The column continues at WND

ADDENDUM: As further evidence that the foreclosures are merely a consequent issue rather than the central one in the great mortgage fraud, here is a copy of a letter reportedly sent to Bank of America from the Association of Financial Guaranty Insurers asserting that BOA must repurchase as much as $20 billion in mortgages due to its fraudulent representations and warranties and that “well more than half” of the securitizations from 2005 through 2007 “qualify for repurchase by BOA.
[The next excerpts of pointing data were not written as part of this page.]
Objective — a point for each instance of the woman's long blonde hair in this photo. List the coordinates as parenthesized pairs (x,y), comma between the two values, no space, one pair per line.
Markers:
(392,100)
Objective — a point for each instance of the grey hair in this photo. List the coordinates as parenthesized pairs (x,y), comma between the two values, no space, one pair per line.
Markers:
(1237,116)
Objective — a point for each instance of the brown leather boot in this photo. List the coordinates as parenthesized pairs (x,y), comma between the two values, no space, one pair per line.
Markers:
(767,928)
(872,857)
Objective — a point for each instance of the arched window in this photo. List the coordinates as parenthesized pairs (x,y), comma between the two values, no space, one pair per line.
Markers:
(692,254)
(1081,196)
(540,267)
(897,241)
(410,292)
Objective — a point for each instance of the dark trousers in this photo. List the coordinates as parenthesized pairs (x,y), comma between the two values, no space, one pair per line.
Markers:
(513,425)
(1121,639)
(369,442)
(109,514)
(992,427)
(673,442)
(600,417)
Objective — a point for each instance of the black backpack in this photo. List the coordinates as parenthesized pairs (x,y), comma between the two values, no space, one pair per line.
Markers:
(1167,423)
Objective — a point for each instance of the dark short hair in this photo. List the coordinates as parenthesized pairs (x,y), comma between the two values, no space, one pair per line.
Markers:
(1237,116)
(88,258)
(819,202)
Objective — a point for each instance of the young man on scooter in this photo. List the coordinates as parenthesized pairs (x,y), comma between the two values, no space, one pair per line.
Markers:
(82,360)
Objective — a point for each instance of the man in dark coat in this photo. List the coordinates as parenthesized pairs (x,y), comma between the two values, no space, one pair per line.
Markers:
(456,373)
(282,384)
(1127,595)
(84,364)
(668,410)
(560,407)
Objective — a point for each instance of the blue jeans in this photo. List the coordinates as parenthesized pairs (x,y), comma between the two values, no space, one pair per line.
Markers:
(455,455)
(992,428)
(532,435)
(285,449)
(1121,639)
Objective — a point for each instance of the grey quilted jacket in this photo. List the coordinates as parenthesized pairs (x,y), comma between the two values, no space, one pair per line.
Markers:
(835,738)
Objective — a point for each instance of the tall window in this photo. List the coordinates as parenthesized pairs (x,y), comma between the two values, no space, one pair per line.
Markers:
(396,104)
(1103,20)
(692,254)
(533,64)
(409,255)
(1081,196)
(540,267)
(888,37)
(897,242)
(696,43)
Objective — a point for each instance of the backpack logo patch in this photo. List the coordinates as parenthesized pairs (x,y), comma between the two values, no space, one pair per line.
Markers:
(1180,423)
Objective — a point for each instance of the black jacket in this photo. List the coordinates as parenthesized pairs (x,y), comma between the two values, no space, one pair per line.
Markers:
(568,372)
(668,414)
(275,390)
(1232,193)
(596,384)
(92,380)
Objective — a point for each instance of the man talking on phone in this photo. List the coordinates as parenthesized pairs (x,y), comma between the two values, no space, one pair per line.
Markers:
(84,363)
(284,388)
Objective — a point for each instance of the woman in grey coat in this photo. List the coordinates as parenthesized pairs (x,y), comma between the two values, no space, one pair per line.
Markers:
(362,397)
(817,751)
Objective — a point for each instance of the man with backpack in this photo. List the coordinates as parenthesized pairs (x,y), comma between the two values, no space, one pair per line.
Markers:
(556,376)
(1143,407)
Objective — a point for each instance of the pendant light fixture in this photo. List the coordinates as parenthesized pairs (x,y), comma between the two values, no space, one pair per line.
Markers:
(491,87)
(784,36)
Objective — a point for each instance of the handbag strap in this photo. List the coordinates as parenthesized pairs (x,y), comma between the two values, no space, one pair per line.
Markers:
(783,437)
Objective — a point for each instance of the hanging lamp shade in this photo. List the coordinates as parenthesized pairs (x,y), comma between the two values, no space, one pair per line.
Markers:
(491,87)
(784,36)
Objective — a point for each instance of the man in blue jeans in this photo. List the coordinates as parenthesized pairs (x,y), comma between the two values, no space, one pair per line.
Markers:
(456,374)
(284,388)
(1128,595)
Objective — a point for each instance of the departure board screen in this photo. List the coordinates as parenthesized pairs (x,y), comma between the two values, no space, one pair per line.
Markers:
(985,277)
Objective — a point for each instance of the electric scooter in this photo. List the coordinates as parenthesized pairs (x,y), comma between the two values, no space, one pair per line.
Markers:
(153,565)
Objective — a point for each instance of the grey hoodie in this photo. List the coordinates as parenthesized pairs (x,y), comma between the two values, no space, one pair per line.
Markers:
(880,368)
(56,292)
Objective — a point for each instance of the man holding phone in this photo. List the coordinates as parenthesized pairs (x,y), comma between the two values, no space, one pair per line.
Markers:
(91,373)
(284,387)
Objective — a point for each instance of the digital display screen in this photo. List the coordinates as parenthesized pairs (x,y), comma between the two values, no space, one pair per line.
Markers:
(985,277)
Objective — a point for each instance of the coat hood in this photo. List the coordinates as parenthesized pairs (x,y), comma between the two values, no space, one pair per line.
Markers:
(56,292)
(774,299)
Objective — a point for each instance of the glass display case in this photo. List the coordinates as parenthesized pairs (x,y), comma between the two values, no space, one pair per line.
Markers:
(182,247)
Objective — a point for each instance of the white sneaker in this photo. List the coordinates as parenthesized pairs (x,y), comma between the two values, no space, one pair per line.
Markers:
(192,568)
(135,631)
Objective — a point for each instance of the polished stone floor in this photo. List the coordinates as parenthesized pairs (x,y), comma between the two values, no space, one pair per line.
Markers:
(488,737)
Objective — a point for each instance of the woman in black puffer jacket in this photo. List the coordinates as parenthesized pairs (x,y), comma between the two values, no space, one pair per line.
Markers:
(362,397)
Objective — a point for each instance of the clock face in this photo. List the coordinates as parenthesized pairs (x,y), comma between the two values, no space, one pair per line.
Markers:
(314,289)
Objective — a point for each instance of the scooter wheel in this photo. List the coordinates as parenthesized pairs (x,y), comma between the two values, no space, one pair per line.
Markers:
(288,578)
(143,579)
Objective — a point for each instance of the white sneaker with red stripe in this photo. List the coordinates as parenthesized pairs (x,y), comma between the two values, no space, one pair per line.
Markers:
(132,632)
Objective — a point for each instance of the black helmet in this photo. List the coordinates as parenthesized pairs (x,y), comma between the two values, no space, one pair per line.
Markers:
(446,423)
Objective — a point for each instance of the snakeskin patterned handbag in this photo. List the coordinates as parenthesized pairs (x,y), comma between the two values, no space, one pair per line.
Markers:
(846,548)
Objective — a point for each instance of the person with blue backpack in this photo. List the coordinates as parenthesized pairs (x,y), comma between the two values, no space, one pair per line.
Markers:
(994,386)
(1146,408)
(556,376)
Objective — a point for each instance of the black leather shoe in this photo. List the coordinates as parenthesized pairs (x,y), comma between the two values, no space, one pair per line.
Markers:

ADDENDUM II: Just so we’re all clear, “clerical mistakes” and “the real issue is deadbeat borrowers” is Wall Street’s official propaganda line: “”Don’t you think, out of 10 million data points, there will be 500 unbelievably screwy examples? It’s a little bit so what. I don’t get it. It doesn’t feel like this is fraud. Maybe there is sloppiness, but at the end of the day, people took out mortgages they can’t pay back. Now I worry that if anything, the government is making something that is just a clerical error into something that would be nefarious or whatever.”

But the government isn’t inventing anything, in fact, all the federal government has done to date is play enabler and incompetent defense attorney. Now ask yourself one question. Does Wall Street’s interpretation of the current situation explain in any way why the GSEs, pension funds, and bond insurers are filing very large financial claims against the mortgage-securitizing banks?